Pablo Prigioni gave a stagnant Knicks offense some life, scoring five points to end the third quarter. Anthony swarmed by the league leading defense, kicked out to Prigioni for a three, and then after an ill-advised shot by Lance Stephenson, Prigioni cherry picked on the fast break, and got free for a layup, which was goaltended by Evan Turner before time expired in the third quarter. The five points was very much needed, and was an uplifting five points, swinging momentum back to the Knicks, giving New York a 67-62 lead at the end of the third quarter.

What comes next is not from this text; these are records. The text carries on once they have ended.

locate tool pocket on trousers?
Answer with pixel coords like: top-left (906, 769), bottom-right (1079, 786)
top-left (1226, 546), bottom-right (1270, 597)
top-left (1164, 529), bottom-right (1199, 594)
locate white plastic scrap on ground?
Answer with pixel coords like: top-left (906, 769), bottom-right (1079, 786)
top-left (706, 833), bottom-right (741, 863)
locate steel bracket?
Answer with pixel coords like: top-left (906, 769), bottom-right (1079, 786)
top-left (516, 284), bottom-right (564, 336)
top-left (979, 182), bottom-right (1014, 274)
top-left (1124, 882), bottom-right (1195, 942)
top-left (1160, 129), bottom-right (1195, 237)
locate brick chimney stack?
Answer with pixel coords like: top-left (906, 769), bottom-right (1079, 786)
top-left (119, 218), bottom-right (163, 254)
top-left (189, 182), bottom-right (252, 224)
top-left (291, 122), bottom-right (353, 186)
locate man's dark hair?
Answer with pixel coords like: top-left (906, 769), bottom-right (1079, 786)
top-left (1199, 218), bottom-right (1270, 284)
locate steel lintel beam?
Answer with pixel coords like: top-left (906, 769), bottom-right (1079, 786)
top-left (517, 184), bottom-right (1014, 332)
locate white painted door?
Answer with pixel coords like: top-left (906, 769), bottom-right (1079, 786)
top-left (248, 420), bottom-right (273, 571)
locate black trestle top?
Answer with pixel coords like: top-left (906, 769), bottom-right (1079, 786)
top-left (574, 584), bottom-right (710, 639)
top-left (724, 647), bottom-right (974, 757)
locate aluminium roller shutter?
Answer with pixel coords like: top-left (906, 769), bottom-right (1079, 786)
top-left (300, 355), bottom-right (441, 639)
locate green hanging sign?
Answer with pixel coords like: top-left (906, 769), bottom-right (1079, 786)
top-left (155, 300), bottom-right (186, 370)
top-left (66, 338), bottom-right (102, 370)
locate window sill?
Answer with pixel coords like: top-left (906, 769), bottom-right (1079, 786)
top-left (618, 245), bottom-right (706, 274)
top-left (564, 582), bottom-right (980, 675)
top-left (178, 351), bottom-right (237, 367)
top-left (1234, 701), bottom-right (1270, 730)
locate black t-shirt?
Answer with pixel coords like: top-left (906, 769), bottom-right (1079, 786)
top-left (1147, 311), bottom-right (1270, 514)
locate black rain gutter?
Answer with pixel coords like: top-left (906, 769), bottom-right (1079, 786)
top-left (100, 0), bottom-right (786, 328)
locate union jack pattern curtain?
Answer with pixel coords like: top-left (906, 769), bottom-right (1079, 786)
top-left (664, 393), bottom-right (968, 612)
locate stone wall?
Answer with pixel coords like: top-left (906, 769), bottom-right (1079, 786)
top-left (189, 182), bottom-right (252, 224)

Indiana would get within one point, scoring the first four points to open up the fourth quarter, but New York would answer with an 8-0 run, to give themselves some breathing room, with a 75-66 lead. The Pacers would put the pressure back on the Knicks getting within six points, smattering the Knicks with their intense defense. With 3.5 seconds left on the shot clock for the Knicks, a deflected loose ball ended up in Raymond Felton’s hand, who threw up a prayer, and his prayers were answered with a bank in three to give New York a 78-69 lead with 5:48 left in the fourth quarter. Indiana would make three of their five three-pointers in the final five minutes, to keep the game interesting, getting as close as six points with 20.9 seconds left in the game. New York foolishly left Paul George open for a three, and then would foolishly foul George on the next Pacers’ possession, and watched sink all three free throws to get within four, 90-86 with 13.5 seconds to go. Indiana had to play the fouling game, and Tim Hardaway Jr. calmly sank his free throws to give New York their first win in the Phil Jackson Era. Paul George was not able to carry his team to a victory, having as much turnovers as made field goals, going 4/17 from the field for 17 points. Carmelo Anthony on the other hand, continued to carry the Knicks, as he has all season, with 34 points, getting to the line, and getting teammates involved with five assist for a game high +13 +/-.